Consider the story of Karen, a 55-year-old single woman with two grown children. She lost her job at an advertising firm during the recession and had been uninsured for five years – until the second window of open enrollment in the fall of 2014. She has been earning enough income through freelance work that she does not qualify for Medicaid, but she is close enough to the federal poverty level to receive a subsidy to purchase coverage on her state’s new insurance marketplace. Priding herself on her deal-finding skills, she chooses a plan with a low monthly premium that still seems to provide decent coverage.

Three months after signing up for coverage, Karen visits her primary care physician and learns that she need to switch from the current diabetes medication she is taking to a more powerful, more expensive version to manage her blood glucose level. Undeterred by the extra expense because of her new insurance, she visits the pharmacy to pick up the prescription. She discovers that her plan only covers half of the cost and that, because of her deductible, she will have to pay more than one hundred dollars per month. Now she has a difficult choice between starting the new prescription – and therefore not being able to take as many trips across the country to visit her grown children – or sticking with her current, less effective medication.

While Karen’s story is made up, it is illustrative of the small but significant economic, social and health impact that underinsurance can have on the lives of everyday people.

The issue is starting to attract more attention, especially from Democrats, heading into the 2016 presidential election season. Rep. Jim McDermott (D-Wash) said: “We’ve got some 17 million more people covered … but they can’t access the care they seem to be entitled to. It costs too much to use the care.
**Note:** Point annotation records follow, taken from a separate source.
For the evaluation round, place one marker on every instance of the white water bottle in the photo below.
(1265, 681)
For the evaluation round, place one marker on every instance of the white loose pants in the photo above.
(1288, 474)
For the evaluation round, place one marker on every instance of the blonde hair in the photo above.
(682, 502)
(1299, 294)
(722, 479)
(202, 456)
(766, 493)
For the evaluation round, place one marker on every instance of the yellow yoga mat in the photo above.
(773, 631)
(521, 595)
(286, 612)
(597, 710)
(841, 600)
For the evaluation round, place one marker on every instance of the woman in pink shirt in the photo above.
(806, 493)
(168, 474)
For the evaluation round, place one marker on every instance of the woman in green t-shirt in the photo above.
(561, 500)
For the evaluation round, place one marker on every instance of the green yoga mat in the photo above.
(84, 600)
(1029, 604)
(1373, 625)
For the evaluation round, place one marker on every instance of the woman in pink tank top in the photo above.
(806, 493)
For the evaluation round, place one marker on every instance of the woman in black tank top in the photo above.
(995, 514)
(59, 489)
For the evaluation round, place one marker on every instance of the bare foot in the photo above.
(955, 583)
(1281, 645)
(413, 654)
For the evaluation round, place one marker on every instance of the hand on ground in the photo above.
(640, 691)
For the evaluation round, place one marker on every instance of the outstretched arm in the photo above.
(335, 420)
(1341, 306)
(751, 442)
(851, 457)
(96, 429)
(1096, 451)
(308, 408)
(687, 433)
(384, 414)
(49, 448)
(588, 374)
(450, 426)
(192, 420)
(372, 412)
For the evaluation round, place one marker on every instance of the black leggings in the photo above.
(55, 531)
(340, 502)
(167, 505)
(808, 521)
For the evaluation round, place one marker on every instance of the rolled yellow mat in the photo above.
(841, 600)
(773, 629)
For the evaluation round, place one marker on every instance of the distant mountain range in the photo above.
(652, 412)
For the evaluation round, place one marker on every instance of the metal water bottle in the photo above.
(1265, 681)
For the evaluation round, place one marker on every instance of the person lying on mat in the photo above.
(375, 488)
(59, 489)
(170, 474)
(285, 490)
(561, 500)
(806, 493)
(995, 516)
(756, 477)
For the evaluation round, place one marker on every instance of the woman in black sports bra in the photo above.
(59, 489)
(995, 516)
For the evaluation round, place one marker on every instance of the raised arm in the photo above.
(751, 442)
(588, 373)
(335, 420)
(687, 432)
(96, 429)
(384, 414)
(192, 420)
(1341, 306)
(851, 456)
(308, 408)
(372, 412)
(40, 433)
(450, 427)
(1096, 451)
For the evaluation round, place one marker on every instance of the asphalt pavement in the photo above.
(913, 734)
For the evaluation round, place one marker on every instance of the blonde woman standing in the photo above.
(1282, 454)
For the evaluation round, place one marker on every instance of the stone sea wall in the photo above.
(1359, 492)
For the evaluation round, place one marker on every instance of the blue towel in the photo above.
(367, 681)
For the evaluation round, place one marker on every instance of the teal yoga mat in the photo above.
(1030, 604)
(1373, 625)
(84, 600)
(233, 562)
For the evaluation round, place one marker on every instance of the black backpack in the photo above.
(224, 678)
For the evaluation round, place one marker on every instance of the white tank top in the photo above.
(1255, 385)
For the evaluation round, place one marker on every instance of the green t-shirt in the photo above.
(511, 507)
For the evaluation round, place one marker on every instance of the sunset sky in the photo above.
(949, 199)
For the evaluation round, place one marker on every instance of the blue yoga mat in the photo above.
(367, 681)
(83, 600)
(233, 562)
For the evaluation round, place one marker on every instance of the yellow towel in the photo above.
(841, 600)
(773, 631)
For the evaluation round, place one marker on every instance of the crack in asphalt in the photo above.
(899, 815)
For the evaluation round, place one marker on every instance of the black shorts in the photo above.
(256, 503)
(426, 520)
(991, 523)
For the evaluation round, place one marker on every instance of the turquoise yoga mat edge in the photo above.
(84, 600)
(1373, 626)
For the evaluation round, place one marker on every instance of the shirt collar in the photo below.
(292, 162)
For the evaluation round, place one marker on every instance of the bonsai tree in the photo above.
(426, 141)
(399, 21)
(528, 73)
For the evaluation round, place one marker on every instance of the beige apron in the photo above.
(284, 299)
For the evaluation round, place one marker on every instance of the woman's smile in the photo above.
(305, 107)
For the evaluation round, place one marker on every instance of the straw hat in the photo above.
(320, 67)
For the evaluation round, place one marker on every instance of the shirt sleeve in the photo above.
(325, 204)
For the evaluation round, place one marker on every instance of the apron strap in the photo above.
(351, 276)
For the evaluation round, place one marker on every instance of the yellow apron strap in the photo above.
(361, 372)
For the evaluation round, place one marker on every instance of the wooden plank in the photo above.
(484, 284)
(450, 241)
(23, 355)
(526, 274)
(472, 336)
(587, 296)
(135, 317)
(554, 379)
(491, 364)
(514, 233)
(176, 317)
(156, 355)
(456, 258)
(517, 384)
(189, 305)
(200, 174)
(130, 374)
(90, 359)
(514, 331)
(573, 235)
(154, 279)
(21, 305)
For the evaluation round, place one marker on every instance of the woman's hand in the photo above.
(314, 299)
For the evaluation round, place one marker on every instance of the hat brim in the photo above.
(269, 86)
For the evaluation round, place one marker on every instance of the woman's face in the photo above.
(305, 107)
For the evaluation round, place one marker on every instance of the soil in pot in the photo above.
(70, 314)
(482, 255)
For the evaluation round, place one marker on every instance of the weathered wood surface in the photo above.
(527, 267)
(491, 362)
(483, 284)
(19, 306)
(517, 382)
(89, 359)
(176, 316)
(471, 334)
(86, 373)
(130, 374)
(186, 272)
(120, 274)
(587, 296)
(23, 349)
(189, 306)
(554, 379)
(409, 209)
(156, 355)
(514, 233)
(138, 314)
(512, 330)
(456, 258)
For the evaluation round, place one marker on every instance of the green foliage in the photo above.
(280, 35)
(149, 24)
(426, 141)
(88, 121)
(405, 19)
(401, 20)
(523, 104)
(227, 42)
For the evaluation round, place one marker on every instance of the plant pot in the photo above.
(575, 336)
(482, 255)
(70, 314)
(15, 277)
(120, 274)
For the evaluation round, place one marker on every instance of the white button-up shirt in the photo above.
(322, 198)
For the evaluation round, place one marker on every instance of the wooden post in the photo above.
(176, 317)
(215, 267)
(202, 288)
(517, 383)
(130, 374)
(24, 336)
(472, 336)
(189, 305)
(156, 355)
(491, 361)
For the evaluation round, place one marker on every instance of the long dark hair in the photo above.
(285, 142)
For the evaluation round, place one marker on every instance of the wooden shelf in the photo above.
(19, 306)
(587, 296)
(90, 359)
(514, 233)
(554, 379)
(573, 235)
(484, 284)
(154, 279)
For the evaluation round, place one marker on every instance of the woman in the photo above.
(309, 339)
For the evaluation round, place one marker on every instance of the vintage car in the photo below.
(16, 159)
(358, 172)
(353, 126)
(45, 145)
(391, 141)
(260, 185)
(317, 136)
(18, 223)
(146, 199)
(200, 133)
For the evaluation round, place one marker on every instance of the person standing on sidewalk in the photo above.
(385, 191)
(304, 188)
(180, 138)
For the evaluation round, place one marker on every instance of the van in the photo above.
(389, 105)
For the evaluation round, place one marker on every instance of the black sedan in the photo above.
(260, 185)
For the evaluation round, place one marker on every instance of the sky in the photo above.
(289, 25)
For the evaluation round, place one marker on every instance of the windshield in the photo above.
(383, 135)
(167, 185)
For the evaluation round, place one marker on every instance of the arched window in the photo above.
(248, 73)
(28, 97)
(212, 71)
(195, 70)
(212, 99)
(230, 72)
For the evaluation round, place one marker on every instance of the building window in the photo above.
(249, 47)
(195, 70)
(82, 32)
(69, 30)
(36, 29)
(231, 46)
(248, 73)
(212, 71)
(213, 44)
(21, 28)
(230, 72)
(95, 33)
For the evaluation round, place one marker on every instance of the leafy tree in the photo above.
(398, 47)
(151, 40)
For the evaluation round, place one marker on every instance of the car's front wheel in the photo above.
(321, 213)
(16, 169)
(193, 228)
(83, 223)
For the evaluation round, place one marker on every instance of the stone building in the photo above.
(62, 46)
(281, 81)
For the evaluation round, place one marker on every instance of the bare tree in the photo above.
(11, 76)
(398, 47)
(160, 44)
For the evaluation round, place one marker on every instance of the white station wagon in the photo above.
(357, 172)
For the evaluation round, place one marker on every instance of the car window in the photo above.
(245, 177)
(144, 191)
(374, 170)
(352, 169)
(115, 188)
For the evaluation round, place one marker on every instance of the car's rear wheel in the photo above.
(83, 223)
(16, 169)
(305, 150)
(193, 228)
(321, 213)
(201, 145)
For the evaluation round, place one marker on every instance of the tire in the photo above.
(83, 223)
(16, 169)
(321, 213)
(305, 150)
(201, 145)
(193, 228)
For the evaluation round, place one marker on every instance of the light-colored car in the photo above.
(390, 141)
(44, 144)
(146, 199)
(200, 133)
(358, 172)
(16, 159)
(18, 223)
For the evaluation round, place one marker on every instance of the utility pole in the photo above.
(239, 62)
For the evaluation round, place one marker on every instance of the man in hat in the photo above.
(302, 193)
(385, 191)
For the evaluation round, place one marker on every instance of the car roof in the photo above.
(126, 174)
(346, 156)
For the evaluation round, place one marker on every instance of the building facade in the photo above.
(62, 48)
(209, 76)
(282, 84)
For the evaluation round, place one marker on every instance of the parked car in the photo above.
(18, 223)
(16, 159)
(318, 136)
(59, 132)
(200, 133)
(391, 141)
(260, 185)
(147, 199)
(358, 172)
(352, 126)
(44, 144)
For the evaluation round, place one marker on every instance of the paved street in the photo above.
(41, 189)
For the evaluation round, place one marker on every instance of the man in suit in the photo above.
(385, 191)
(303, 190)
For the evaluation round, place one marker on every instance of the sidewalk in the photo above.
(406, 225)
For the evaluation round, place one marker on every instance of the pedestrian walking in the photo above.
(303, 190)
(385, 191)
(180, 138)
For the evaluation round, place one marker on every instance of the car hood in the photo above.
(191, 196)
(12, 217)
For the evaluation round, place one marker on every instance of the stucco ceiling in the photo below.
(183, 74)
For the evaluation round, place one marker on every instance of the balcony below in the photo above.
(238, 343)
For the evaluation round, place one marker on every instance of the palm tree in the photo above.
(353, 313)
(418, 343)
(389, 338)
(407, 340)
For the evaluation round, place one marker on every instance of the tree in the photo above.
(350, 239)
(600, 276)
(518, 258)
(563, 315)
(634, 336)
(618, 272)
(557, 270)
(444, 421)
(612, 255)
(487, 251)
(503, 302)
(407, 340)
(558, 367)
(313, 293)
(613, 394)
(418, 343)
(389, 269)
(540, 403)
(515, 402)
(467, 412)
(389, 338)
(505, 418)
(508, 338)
That’s the deceptive part about it.”

Along the same lines, the New York TimesAaron E. Carroll wrote: “In the quest for universal coverage, it’s important that we not lose sight of ‘coverage’ in order to achieve ‘universal.’ The point of improving access is, after all, to make sure that people can get, and afford, care when they need it.”

The consequences of underinsurance have made it more important to ensure that all consumers understand their insurance plans, from knowing the difference between monthly premiums and out-of-pocket deductibles to knowing their options when faced with a large medical bill. State and federal marketplaces, as well as insurance companies, can and should put more effort into helping people select the right plan for their health needs and financial resources. That is a goal that will benefit all stakeholders – providers, payers and patients – in our healthcare system.